Gerardo Horacio Porcayo
El vómito podía quedar
atrás...
Alicia
miró por segunda vez la rayada esfera del reloj. Era uno grande, ciclópeo y
añejo como el mismo universo. Su cadena se extendía como la cola de un ratón
infinito, se perdía en la distancia, en el caos ambiguo del lugar... La entrada
semejaba un árbol contrahecho y podrido. Quizás algo más, algo que no se
concretaba: un diseño geométrico volcándose sobre sí mismo, generando un
espectro de confusión.
El
vómito no quedó atrás. De hecho empapó sus zapatillas y salpicó sus tobilleras.
—Te
odio —le dijo al viento, a nadie en particular, inclinada, soportando los
espasmos de las arcadas.
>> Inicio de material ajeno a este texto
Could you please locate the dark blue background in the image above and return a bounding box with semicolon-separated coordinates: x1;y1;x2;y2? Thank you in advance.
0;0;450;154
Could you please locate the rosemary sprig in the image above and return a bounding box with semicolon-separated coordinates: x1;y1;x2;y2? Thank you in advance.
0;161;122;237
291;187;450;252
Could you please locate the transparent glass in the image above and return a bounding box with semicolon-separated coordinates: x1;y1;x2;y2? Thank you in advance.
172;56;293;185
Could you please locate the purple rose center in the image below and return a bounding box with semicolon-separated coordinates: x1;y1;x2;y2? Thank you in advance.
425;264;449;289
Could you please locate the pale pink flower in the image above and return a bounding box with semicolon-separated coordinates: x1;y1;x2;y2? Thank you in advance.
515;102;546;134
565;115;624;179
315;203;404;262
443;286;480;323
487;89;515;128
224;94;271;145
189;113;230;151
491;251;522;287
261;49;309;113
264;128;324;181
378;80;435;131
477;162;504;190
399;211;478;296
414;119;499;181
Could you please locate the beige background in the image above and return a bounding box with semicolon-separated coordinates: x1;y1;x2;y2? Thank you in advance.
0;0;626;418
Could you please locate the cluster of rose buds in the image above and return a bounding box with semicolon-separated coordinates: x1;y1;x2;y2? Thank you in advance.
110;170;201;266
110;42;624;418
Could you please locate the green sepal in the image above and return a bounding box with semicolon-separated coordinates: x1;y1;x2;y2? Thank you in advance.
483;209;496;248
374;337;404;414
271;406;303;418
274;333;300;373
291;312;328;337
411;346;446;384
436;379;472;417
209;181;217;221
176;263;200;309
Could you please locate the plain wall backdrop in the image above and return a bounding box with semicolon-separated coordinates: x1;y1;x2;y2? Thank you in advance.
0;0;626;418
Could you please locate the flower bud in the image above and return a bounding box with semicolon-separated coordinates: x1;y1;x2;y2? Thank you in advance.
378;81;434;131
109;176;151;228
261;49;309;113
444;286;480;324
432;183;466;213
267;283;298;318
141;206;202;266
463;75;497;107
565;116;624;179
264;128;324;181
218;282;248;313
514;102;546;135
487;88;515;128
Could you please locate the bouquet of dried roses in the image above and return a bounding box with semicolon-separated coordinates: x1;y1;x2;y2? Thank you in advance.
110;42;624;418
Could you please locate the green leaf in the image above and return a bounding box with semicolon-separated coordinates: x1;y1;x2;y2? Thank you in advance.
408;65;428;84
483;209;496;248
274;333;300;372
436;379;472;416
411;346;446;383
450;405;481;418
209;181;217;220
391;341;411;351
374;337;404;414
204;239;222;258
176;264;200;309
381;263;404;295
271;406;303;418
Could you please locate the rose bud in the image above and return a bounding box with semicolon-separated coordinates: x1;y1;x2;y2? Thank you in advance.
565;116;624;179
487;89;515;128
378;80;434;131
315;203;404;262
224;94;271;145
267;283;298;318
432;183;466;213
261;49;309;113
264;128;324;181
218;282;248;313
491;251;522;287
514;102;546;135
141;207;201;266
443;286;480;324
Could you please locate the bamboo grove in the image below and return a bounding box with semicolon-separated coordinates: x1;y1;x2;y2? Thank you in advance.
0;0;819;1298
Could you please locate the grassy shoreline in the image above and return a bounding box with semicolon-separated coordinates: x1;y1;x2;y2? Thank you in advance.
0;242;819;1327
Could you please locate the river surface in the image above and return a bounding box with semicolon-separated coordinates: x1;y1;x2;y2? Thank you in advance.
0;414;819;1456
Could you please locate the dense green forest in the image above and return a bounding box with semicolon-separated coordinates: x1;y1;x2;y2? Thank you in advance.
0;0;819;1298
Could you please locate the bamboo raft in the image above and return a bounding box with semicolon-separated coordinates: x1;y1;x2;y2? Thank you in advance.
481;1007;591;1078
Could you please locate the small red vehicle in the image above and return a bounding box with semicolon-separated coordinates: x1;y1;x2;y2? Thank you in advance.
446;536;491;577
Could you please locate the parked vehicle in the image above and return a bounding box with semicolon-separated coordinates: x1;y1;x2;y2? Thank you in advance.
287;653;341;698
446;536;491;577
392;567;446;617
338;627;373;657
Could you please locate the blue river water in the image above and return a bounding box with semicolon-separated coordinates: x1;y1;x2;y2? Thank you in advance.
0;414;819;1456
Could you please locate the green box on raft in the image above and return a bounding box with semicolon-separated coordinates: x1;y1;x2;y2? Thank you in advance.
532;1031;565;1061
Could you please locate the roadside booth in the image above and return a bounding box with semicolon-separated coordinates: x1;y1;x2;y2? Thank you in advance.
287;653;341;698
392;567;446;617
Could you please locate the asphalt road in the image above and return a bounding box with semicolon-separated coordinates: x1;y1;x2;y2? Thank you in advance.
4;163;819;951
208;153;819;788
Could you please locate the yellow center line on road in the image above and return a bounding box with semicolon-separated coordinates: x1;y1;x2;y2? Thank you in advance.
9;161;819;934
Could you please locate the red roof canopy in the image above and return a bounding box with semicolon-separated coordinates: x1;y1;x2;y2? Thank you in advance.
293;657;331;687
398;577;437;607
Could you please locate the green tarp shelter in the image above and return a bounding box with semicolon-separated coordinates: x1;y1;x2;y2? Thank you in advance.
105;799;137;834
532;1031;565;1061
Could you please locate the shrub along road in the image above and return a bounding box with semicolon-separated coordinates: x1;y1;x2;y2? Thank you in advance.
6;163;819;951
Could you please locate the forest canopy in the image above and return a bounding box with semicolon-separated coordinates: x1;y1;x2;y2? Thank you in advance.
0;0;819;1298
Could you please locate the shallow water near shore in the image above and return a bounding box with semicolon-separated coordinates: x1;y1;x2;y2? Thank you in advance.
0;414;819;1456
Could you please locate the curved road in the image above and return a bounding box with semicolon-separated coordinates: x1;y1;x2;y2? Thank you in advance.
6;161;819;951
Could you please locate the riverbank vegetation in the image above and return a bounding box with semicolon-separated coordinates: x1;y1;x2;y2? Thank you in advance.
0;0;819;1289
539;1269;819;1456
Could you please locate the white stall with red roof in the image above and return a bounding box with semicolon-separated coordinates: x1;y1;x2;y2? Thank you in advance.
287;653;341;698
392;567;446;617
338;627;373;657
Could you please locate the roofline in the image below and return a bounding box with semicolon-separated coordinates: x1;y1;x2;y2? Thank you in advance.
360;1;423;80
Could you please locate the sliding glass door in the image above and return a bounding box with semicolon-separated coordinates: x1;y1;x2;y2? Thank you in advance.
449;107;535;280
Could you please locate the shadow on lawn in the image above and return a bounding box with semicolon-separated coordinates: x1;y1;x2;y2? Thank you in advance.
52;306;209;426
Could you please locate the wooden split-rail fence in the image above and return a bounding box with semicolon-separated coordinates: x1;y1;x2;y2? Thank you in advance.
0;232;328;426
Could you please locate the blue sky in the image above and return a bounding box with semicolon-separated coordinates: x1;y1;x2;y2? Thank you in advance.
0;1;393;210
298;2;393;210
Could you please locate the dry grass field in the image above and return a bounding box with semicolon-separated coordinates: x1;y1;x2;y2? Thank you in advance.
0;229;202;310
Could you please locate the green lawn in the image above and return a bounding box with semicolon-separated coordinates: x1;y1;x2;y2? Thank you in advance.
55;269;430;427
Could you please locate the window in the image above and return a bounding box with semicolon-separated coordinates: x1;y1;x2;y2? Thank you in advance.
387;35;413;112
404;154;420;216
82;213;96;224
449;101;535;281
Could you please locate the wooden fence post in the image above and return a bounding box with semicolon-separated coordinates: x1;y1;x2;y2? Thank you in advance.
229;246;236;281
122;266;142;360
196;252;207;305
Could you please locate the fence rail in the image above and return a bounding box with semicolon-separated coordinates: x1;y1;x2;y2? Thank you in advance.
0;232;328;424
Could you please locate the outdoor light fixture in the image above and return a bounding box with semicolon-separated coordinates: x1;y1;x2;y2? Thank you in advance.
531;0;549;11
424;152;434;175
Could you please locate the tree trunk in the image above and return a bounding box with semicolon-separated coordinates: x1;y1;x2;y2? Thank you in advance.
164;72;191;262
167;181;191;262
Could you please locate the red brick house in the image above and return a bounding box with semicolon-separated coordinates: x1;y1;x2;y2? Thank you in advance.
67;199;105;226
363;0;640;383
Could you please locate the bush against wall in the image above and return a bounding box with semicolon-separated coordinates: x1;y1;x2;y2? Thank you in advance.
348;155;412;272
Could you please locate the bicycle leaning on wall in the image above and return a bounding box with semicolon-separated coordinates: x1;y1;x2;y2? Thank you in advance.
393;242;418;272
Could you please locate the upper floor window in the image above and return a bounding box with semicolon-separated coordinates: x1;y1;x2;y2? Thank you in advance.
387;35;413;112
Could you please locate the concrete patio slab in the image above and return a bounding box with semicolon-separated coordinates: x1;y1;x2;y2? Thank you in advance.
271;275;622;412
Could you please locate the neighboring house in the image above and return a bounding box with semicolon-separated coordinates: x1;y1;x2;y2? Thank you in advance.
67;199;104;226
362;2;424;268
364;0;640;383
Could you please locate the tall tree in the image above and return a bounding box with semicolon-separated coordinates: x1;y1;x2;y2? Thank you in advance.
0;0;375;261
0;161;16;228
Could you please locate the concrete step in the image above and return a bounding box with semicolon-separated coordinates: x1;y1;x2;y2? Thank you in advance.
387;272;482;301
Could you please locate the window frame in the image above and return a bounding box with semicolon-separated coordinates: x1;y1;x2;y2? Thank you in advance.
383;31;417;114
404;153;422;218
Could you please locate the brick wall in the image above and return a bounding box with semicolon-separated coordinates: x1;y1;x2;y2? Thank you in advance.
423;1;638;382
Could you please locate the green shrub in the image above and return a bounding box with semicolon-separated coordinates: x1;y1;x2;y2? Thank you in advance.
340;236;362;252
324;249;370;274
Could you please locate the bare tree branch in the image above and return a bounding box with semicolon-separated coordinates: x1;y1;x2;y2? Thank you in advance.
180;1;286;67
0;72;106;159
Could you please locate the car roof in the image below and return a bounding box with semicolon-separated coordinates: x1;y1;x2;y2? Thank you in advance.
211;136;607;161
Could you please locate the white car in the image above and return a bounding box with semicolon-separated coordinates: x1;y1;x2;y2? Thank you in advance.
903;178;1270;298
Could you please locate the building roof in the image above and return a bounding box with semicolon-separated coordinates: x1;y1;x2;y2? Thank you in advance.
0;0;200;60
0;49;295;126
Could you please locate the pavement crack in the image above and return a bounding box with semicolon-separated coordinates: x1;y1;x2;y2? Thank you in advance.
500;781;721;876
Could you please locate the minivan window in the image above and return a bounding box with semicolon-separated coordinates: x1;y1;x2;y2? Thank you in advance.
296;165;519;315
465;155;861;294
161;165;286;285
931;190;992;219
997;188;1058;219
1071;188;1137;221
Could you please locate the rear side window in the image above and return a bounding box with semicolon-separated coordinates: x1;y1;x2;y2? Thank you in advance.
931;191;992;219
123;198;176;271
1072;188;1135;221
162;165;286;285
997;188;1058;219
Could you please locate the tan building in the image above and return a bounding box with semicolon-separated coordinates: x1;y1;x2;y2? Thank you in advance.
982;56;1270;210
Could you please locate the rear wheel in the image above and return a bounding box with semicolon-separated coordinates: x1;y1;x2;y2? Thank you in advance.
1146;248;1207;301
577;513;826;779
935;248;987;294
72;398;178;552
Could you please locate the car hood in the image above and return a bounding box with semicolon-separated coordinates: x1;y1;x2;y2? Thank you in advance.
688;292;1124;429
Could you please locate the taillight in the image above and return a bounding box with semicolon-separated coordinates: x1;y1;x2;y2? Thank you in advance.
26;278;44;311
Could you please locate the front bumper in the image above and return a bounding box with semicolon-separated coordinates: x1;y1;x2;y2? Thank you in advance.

El conejo asomó la cabeza por el borde de su bolsa.
Parecía dispuesto al suicidio. Alicia lo captó con el rabillo del ojo. Sus
dedos manchados de bolo alimenticio, presionaron, inmisericordes, la cabecita
de peluche.
—¡Quédate
allí! —regañó. Su estómago había quedado vacío. Buscó, instintivamente, un
Kleenex. Terminó hundiendo los dedos en la arena como único recurso para la
limpieza.
Y
el reloj dio la hora. Fue un estruendo semejante al canto de las sirenas.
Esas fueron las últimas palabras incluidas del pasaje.